With planning for the 2022 World Cup continuing, Qatar has unveiled the design for a reusable stadium that will be constructed for the event.
Under the current design specifications, Ras Abu Aboud Stadium will be constructed as a 40,000-seat venue for the World Cup. What makes the facility unique, however, is that it is a stadium that will be constructed using modular materials. That will allow it to be disassembled and possibly rebuilt elsewhere once it has served its purpose for the 2022 World Cup.
Ras Abu Aboud Stadium, which is the seventh of the eight planned 2022 World Cup venues to have had its design unveiled, is expected to be completed in 2020. It will be located at a site on Doha’s southern waterfront.
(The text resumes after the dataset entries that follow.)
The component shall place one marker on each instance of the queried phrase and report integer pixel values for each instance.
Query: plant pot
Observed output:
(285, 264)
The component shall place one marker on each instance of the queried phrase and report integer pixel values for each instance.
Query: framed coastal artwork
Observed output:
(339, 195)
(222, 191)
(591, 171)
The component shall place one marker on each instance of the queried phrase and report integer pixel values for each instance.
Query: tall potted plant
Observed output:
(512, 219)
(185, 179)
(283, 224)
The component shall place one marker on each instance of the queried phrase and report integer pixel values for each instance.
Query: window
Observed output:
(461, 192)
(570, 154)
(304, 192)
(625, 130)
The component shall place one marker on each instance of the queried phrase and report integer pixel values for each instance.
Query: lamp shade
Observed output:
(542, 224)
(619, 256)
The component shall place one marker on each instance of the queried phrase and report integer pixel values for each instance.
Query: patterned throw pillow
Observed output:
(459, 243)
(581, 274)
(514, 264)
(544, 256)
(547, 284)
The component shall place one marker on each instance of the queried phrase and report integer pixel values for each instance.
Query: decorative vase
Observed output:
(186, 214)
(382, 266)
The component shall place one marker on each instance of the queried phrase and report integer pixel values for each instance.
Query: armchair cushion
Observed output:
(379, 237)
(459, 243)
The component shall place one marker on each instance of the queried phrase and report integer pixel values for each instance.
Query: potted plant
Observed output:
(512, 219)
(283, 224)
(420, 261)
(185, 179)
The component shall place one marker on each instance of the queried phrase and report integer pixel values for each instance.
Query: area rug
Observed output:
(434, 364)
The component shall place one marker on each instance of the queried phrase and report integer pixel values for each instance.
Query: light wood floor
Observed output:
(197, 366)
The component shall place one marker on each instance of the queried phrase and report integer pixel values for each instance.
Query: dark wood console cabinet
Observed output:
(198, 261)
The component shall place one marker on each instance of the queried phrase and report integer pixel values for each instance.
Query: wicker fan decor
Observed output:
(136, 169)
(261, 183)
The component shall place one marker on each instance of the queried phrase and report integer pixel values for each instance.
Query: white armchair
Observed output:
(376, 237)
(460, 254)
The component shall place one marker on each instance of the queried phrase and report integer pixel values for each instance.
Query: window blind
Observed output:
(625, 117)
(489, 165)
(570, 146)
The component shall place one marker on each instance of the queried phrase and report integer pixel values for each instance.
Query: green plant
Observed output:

More from Daily Nation:
“This venue offers the perfect legacy, capable of being reassembled in a new location in its entirety or built into numerous small sports or cultural venues,” said Hassan al-Thawadi, secretary-general of Qatar’s World Cup organising committee.
Among the materials used in the construction of the stadium are modified shipping containers, according to a statement from Thawadi’s Supreme Committee for Delivery & Legacy.
The stadium should be completed by 2020, said the committee.
The architects are a Madrid-based company, Fenwick Iribarren, who were also chosen to design another tournament venue, the Qatar Foundation stadium.
The stadium design was unveiled by the Supreme Committee for Delivery & Legacy on Sunday.